Eric Migicovsky, founder of third-party iMessage client Beeper Mini, has criticized Apple for preventing iMessage access on Android phones. Migicovsky argues that it is hypocritical of Apple to claim iMessage is private and secure while simultaneously allowing only SMS messages when communicating with users on non-Apple devices (such as Android), even when alternatives exist. Apple has implied that third-party applications like Beeper Mini are less secure because "techniques posed significant risks to user security and privacy, including the potential for metadata exposure and enabling unwanted messages, spam, and phishing attacks." All four of the security and privacy risks suggested by Apple's statement also apply to SMS, which iMessage uses for fallback when communicating with non-iMessage users.

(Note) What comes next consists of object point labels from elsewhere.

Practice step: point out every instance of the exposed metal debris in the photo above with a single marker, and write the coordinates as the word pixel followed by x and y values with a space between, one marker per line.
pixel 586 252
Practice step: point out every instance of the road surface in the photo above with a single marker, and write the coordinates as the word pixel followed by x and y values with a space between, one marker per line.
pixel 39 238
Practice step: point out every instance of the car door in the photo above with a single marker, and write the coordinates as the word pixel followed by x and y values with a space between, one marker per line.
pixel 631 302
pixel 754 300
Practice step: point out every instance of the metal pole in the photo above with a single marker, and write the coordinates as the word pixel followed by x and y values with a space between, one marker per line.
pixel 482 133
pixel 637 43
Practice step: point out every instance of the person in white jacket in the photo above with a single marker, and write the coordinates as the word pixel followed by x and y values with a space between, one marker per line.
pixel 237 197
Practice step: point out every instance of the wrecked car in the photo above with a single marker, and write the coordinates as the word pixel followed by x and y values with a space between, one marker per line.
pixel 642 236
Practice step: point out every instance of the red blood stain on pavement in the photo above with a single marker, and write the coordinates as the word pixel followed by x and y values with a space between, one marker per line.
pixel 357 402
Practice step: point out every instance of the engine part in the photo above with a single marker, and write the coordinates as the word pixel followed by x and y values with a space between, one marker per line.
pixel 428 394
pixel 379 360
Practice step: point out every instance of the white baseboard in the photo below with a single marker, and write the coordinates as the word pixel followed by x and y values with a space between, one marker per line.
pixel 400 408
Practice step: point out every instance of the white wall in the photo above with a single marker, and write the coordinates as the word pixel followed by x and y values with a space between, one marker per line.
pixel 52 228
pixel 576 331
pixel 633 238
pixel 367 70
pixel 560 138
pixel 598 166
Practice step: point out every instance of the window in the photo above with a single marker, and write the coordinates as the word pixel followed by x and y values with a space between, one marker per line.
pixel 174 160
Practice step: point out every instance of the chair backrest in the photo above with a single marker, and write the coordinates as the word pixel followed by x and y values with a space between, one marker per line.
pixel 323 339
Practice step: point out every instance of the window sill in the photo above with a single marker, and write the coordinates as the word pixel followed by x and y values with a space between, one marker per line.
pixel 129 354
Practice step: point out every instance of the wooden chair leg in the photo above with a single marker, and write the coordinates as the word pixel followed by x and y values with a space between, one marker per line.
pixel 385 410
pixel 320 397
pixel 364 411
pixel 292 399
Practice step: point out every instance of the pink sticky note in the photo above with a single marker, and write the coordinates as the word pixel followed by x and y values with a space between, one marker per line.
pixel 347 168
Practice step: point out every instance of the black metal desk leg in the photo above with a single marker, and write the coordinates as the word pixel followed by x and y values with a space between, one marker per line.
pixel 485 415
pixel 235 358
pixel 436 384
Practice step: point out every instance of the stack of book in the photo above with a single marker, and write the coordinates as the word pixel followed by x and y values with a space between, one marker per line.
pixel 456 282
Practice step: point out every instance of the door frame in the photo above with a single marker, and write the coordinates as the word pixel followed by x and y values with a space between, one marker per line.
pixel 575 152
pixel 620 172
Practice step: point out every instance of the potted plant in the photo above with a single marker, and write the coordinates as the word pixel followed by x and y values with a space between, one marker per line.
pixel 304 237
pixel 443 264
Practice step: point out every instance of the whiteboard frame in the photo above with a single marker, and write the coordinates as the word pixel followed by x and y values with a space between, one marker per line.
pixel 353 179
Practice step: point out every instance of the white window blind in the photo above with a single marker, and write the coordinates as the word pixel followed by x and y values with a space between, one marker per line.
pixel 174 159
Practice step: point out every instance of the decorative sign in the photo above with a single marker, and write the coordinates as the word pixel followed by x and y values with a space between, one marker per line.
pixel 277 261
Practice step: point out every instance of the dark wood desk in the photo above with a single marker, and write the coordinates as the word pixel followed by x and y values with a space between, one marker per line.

Apple has long resisted bringing iMessage to non-Apple devices, with CEO Tim Cook previously offering the solution "buy your mom an iPhone" when questioned at Code Conference about a better way to message with someone who uses Android. Of the conflict between Beeper Mini and Apple, Senator Elizabeth Warren tweeted: "Green bubble texts are less secure. So why would Apple block a new app allowing Android users to chat with iPhone users on iMessage? Big Tech executives are protecting profits by squashing competitors. Chatting between different platforms should be easy and secure."

=== Vendor lock-in ===
Media outlets have described iMessage as a means of achieving vendor lock-in.

=== Anti-SMS/MMS user sentiment ===
According to an autumn 2023 survey by Piper Sandler, 87% of US teenagers have iPhones. Claims have been made that the app's use of different colors for iMessage and SMS messages has contributed to social exclusion among some teens.

On November 16, 2023, Apple announced that Rich Communication Services (RCS) support would be coming to iOS the next year to be used as a fallback when iMessage is unavailable and the other user can use RCS. It confirmed that RCS messages would remain green. After the news broke, Google revealed that it would be working with Apple to implement RCS into iOS.

On September 16, 2024, Apple released iOS 18, which brought RCS to supported iOS devices.

On March 14, 2025, Apple announced that it would support the RCS Universal Profile 3.0 in "future software updates".